Das Sonnenlicht flirrt durch die hohen Bäume von Fleury-devant-Douaumont, alles ist ruhig. Bürgermeister Jean-Pierre Laparra, 62, flaniert durch das Dorf, geht am Brunnen vorbei und macht halt vor der kleinen Kapelle. Wie bei jedem seiner Rundgänge begegnet er keinem einzigen Bewohner. Denn seit einem Jahrhundert wohnt hier kein Mensch mehr. Fleury ist ein "village détruit", ein sogenanntes zerstörtes Dorf, das während des Ersten Weltkrieges zunichte gemacht wurde.
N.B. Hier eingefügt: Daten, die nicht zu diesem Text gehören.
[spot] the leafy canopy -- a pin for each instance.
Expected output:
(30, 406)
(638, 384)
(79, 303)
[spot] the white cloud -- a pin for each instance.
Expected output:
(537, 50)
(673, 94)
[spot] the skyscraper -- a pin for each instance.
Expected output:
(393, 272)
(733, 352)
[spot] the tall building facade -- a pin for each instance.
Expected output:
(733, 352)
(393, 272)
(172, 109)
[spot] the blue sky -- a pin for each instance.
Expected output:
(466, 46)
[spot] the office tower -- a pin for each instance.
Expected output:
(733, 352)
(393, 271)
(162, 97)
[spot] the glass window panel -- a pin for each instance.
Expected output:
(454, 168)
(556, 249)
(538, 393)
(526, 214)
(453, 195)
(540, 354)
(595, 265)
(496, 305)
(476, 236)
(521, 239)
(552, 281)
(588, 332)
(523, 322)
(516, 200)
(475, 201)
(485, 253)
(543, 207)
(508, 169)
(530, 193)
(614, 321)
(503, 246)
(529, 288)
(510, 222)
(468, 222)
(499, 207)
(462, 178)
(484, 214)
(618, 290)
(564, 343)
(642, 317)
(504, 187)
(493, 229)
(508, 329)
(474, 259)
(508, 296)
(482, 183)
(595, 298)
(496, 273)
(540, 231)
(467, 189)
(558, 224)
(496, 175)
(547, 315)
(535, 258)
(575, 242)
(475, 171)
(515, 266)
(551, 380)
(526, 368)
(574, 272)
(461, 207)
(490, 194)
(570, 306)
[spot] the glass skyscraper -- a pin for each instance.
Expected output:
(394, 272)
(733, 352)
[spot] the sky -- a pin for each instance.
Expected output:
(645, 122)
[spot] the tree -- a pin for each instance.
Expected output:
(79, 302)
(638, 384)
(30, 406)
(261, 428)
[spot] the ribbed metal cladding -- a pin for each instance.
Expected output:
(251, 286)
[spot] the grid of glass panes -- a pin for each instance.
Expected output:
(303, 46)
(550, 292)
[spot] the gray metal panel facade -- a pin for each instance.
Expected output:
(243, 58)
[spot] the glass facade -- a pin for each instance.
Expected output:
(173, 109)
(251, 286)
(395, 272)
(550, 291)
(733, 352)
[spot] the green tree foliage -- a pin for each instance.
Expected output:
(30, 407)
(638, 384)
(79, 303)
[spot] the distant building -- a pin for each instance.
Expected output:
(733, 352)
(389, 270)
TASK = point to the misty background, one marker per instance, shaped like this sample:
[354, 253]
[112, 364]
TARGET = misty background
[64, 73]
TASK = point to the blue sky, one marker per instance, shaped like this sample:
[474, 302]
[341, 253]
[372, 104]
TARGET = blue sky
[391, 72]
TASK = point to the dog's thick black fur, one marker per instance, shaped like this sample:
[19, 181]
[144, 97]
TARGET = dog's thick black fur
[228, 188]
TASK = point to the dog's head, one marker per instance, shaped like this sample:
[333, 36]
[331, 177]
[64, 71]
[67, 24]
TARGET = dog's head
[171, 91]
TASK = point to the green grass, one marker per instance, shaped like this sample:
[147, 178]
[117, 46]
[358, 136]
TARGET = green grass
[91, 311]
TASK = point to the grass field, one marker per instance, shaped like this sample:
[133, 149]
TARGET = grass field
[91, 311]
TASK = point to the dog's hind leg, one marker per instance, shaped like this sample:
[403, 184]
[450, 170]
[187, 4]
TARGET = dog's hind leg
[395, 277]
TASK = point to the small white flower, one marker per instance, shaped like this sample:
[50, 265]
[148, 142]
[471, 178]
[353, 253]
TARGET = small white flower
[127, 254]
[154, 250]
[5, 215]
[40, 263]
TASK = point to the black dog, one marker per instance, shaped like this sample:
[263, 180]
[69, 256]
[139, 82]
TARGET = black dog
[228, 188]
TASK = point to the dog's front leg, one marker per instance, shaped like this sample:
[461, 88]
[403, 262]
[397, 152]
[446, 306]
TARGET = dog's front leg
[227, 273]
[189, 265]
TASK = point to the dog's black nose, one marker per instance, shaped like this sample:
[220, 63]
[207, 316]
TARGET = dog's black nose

In Frankreich gibt es noch fünf andere Dörfer, die wie Fleury eine komplette Zerstörung erlebten, nie wieder aufgebaut wurden und dennoch von einem Bürgermeister regiert werden. Alle befinden sich im Departement Meuse, in der Nähe von Verdun im Nord-Osten Frankreichs, da wo sich vor hundert Jahren die Europäer blutige Schlachten lieferten. Die damaligen Einwohner von Fleury-devant-Douaumont wurden entweder getötet oder sind vor dem Krieg geflohen. Ihre Häuser und die öffentlichen Gebäude wurden zerstört. Was heutzutage vom Dorf geblieben ist, ist eine Mondlandschaft mit Kratern mitten im Wald. Dazu eine Kapelle und ein Kriegerdenkmal.
Wer die Geschichte des Ortes nicht kennt, könnte ihn idyllisch finden. Doch unter der Erde befindet sich nach wie vor eine Menge Granaten und anderen Waffenresten – sowie viele Leichen. Regelmäßig werden neue Skelette von Soldaten des Ersten Weltkrieges entdeckt; 2013 waren es 26 auf einmal. Laut Schätzungen wird es 400 Jahre dauern, bis Fleurys Erde wieder rein ist: "Der Boden trägt immer noch die Wundmale der Schlachten, das Gebiet ist wie ein "gueule cassée"
Wie seine Kollegen der anderen zerstörten Dörfer wurde der Bürgermeister vom Präfekten ernannt – zusammen mit zwei Stellvertretern. Monsieur Laparra muss sich zwar nicht um das Wohl seiner Wähler kümmern, viel zu tun hat er aber trotzdem. Seine Hauptaufgabe besteht darin, für die Erhaltung des kulturellen Erbes des Dorfes zu sorgen und somit Fleurys Sichtbarkeit zu erhöhen. Dafür steht ihm ein jährliches Budget von 22.000 Euro zur Verfügung. Über die Hälfte der Summe wird für die Pflege des Geländes gebraucht – ein Posten, der wegen des durchgewühlten Bodens zwei- bis dreimal höher ist als anderswo im Land. Für seine Arbeit selbst erhält er lediglich ein Honorargehalt von 200 Euro.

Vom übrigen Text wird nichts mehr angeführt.